奴等は俺達の出現に驚いたようで、そして狂喜乱舞していた。
「お……おおおおおおおおーーー!」
「に、に、人間だあああああぁぁぁぁぁぁっ!」
「な、なんて美味そうなんだああああああああーーーっ!」
「「「「ヒャッハーーーーーー! ごちそうだーーーーっ!」」」」
「よっしゃ食おうぜ! いただきまああああああーーーっす!」
「うわお前急に動くんじゃねええぇぇぇっ!?」
「コードが絡まるだろうがあぁぁぁぁぁぁーーーっ!?」
足元には水が多いため、バシャバシャ音を立てながらそれぞれの線が絡まってもみくちゃになる奴等だった。

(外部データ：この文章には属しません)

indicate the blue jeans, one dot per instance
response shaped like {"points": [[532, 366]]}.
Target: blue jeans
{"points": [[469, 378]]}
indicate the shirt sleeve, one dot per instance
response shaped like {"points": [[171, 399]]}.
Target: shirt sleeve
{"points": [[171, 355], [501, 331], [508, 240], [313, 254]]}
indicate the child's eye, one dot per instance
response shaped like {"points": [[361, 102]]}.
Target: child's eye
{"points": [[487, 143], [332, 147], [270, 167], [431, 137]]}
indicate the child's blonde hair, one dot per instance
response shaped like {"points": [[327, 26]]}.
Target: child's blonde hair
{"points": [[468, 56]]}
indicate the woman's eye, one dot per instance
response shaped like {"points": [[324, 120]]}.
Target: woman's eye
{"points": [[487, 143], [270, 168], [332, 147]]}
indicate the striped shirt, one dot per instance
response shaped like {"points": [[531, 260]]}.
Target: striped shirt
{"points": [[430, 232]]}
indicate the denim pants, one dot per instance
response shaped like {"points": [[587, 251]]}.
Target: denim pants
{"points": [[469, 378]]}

「……やっぱオーガはオーガだよな――このままあの線が千切れたりして死ぬんだろ、どうせ……」
「いや、そんな事はねえ――! あの線は切れても死なねえぞ、俺は見たからな。奴等これまでのオーガ共とはワケが違うぜ。気をつけろよ、ルネス!」
と、親父が真面目な口調で俺に警告してくる。
「ホントかよ――」
「「「「おいちょっと待ってろおぉぉぉっ! ごちそうちゃーーーん!」」」」
「……ああ、好きにしろよ」
俺はとりあえず奴等の行動を見てやる事にした。
どうせこのまま自爆するんだろう――?
だが――親父の言葉は本当だった。
オーガ達はそれぞれの線を自分の体から取り外すと、絡まりを解いてから再び体に装着しようとするのだった。オーガにしてはまともな行動である。
「……親父、今のうちにこっちだ!」
「おうさ!」
俺が手を翳すと、意図を察した親父が俺の手に飛び込んで来る。
このキャサリンブレイカーという剣はずっしりと重く、そして何か異様な手応えを俺に伝えてくる。握った手が妙に暖かくなり、そして――
ギュイイィィィン!
ギザギザした刃が、刀身の外周を高速回転し始めたのだ
「な、なんだこれは――!?」
エレクトラムハートが搭載されている理由がこれか――!?
これはとんでもない殺傷力を生みそうなカラクリである。
「おお……何かとんでもないモノになって帰って来たな、親父――」
これに加えてMPを吸い取る能力も持っているのだ。
魔石鋼の剣から大幅に強化されている。
「ふふん……この俺の知略により強化されて帰って来てやったわけだ。ありがたく思いやがるがいいぜ。親父様は転んでもただでは起きねえんだ。お前も見習えよ?」
「分かった分かった。とりあえず元の体に戻ってくれよ。王権――徴発、下賜!」
アーマータイガーに括り付けておいた親父のホネ入りの袋が、ぶるぶると動き出す。
口が開いて中からホネが飛び出し、人型へと組み上がって行く。
「やれやれようやく戻ったか――こんなホネのボディでも、恋しくなっちまってかなわなかったぜ」
親父の槍もアーマータイガーが運んでくれている。
スケルトンに戻った親父はそれを受け取り、ぐるぐると回転させていた。、
「「「「ヒャッハーーーーーー! コードが直ったぜぇぇぇぇぇ!」」」」
絡まった線を直し終えたらしいオーガ共が、俺達を取り囲もうとする。
「よっしゃああぁぁぁっ! 俺はこっちの女を食うぜぇぇぇぇ!」
「俺もだぁぁぁっ! 女の肉はやわらけぇからなああぁぁぁ!」
「できれば胸肉がもっと欲しかったがなあぁぁぁぁっ!」
「うっさいわね余計なお世話よ!」
カチンと来たらしいティアナが言い返していた。
オーガを初めて前にして脅えていないのだから、やはりティアナは相当に気が強い。
「おいいぃぃぃっ!? ボスが欲しがってたイケメンってのはこいつでいいのかあぁぁ!?」
「いやぁこいつは大したことねぇだろおおぉぉぉ!」
「なら食っちまっていいのかああぁぁっ!?」
「いいぜいいぜ、きっといいぜーーーっ!」
「はぁ!? 馬鹿は黙ってろ!」
俺も少々カチンと来た。
やれやれ……あのまま絡まって死んでた方が、苦しまずに済んだだろうにな――
「食うのはお前らじゃなくて、俺達なんだよ――さぁスキルと経験値になれ!」
俺は奴等に向けて王権を発動するべく掌を向けた。